【完】籠球ロマンティック
柄にもなくウジウジした律子に、幸は日々言うのを我慢していたが為に溜まっていたフラストレーションを爆発させる。


「もうさ、待ってないで好きだって言いなよ!すっきりさせた方が試合も全力で出来るじゃん!もしダメでも香椎君に限って避けたりしないでしょ?」


「簡単に言わないでよ!……人を好きになるの初めてなのよ!告白なんか無理!」


いつもは白黒はっきりしていてサバサバした律子が、恋になると嘘のようにウジウジと女の子らしくなるなんて。

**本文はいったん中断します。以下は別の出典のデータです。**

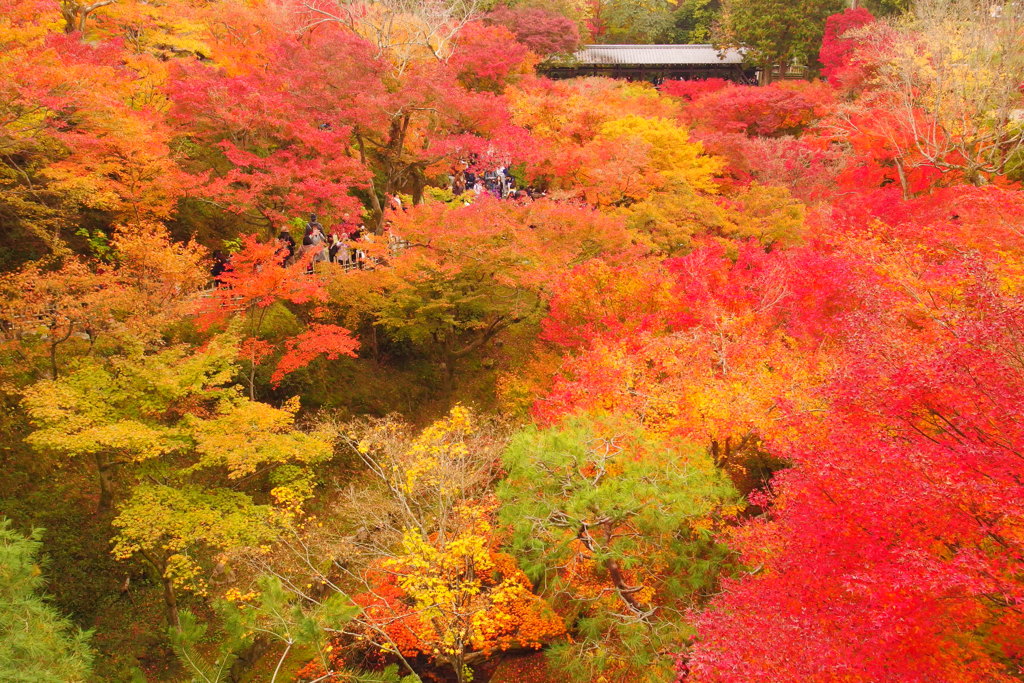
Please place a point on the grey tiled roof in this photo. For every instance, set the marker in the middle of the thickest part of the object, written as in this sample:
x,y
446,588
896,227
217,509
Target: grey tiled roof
x,y
656,54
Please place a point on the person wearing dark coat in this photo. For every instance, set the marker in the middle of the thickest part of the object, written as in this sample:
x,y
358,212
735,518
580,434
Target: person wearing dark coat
x,y
287,244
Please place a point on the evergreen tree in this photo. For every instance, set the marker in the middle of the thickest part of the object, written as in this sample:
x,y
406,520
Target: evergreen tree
x,y
37,643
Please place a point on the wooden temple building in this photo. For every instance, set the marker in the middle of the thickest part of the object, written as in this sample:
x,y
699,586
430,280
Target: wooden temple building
x,y
652,62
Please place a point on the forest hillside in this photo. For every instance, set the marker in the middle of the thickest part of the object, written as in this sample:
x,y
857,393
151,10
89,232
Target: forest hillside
x,y
339,343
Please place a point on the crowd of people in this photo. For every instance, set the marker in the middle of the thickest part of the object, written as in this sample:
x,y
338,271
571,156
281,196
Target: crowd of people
x,y
327,247
348,250
500,183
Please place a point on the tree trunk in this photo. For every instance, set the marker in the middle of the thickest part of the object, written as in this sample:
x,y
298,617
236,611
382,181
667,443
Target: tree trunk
x,y
170,601
104,472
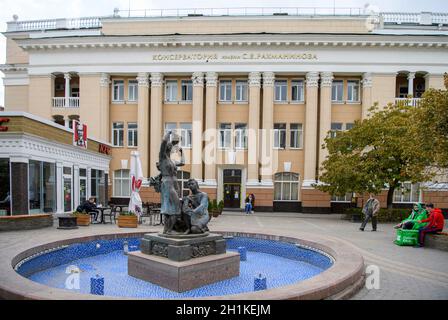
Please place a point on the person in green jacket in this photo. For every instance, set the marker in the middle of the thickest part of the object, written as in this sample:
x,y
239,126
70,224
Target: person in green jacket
x,y
411,223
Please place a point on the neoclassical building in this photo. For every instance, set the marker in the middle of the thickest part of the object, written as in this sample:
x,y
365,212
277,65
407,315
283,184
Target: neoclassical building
x,y
251,96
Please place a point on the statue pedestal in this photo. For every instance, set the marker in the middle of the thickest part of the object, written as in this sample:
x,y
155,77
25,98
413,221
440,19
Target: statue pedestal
x,y
183,262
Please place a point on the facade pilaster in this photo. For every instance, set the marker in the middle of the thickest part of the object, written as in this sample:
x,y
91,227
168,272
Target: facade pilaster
x,y
143,121
254,125
210,128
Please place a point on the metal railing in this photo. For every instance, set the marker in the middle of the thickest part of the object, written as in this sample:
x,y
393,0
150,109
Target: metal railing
x,y
410,102
62,102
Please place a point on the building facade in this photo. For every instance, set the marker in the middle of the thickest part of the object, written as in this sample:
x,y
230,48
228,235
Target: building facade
x,y
251,96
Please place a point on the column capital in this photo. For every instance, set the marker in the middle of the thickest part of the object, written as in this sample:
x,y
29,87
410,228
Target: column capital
x,y
198,79
104,80
212,79
268,79
326,79
367,80
156,79
312,79
254,79
143,80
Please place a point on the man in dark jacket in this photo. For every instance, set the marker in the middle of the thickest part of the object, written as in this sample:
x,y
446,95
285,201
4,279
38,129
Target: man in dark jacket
x,y
435,223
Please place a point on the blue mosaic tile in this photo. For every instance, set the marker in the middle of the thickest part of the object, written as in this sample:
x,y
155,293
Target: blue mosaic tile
x,y
282,264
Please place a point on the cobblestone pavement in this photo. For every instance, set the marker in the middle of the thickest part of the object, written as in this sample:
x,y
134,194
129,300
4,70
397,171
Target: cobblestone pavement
x,y
405,272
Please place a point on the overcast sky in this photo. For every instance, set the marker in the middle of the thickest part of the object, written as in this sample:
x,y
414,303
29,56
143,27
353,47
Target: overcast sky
x,y
47,9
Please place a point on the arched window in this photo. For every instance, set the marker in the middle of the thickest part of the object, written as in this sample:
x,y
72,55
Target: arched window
x,y
122,183
286,186
182,178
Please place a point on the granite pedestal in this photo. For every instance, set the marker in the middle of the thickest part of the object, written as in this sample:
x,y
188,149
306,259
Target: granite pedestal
x,y
183,263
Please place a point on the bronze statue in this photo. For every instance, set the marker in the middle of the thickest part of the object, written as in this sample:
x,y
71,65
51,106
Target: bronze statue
x,y
192,215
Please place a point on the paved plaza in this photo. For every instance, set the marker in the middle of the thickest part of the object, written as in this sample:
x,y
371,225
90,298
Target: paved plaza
x,y
405,272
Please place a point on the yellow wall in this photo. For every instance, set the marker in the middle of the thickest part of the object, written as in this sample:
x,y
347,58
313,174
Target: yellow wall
x,y
236,25
16,98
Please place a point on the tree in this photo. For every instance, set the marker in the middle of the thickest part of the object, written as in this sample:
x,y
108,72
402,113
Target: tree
x,y
376,153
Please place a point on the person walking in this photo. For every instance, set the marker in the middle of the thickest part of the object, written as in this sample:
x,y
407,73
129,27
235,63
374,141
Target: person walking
x,y
370,210
435,224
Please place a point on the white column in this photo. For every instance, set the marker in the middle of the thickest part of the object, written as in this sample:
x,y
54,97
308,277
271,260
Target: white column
x,y
411,77
59,188
197,116
254,125
312,83
210,129
366,94
67,78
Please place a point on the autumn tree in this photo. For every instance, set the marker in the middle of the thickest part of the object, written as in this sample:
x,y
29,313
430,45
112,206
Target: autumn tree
x,y
377,153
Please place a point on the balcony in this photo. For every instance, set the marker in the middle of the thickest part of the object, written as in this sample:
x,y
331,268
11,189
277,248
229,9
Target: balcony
x,y
61,102
411,102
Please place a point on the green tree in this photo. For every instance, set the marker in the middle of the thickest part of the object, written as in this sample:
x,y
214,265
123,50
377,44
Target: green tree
x,y
376,153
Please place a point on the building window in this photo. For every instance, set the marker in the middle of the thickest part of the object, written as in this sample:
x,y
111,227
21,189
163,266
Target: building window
x,y
225,132
407,193
118,91
297,90
182,179
170,126
118,134
132,90
5,195
279,135
345,198
97,185
335,127
42,187
68,201
225,90
349,126
185,135
122,183
171,90
353,90
281,89
296,136
337,90
286,186
241,90
82,185
132,134
187,90
240,136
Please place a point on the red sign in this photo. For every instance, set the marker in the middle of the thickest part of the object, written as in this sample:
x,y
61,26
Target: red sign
x,y
104,149
3,128
79,134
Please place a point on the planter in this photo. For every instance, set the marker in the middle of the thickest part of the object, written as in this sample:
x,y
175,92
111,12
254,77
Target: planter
x,y
127,221
82,219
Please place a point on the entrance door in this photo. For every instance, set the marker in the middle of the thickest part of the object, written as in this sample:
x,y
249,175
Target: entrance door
x,y
232,188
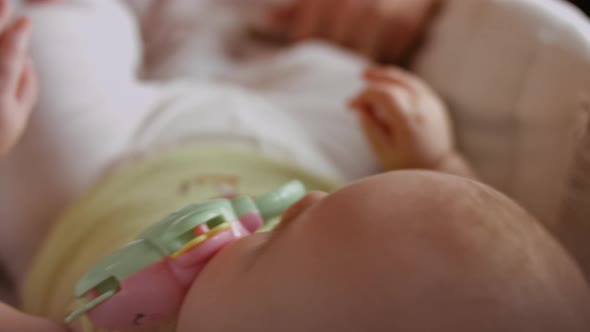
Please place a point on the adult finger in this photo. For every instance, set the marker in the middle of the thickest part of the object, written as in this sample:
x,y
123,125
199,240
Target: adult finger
x,y
5,14
308,19
14,320
28,88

幸は律子が下着屋で購入した紙袋を指差し、遠慮無く告げる。


「あんたね、そんなこと言ってたらいつまでもそれの出番来ないから!いつもサイズが無いからってシンプルなやつの癖に、頑張ってレースの可愛いブラ、原宿まで来て買ったのに!」


その、予想以上に響いた幸の声に、他にカフェを利用していた客の視線が集まる。


「ちょ、幸ったら」


「ごっ、ごめん。……でも、すっきりしないことそのままにするなんて、リッコには似合わないよ」


その幸の、親友をを心底想う言葉に、律子はアンニュイな表情をし、コーヒーの入ったカップをもう一度口元に運んだ。